Half sliding, half climbing, they started. The smooth, marble-like slide had roughened. Little stones began sliding with them. "Easy!" he gasped. "Don't go too fast!"
He clutched her; they slid together a dozen feet; wildly scrambled to a stop. Then Lea lost her foothold. He gripped at her, and lost his own. Then they were bumping, rolling with a clatter of loosened stones coming after them. And then the terrified Carter was aware of a fall. And a rock struck his head with a bursting roar of light as his senses slid off into the soundlessness of oblivion....
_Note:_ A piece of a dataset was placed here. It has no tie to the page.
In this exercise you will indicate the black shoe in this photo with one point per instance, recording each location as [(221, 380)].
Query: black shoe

He came to himself with the knowledge that Lea was holding him, kneeling beside him in a luminous darkness. "Oh, you are all right now?" she murmured anxiously.
"Yes. I guess so." Dizzily he sat up. "What happened?"
"We fell."
"You—it didn't hurt you?"
"No. I guess not much."
The action of the drug had worn off. As his head cleared he saw that the rocks were motionless; the ground on which he sat at last was steady. Around them now was a great void of luminous darkness with an undulating landscape of naked rocks dimly visible. In a moment it seemed to Carter that his eyes were becoming accustomed to the darkness. He could see, far away in the distance where the ground rose up seemingly to meet the sky.
"Shall we take another pellet now, Lea?" he suggested at last.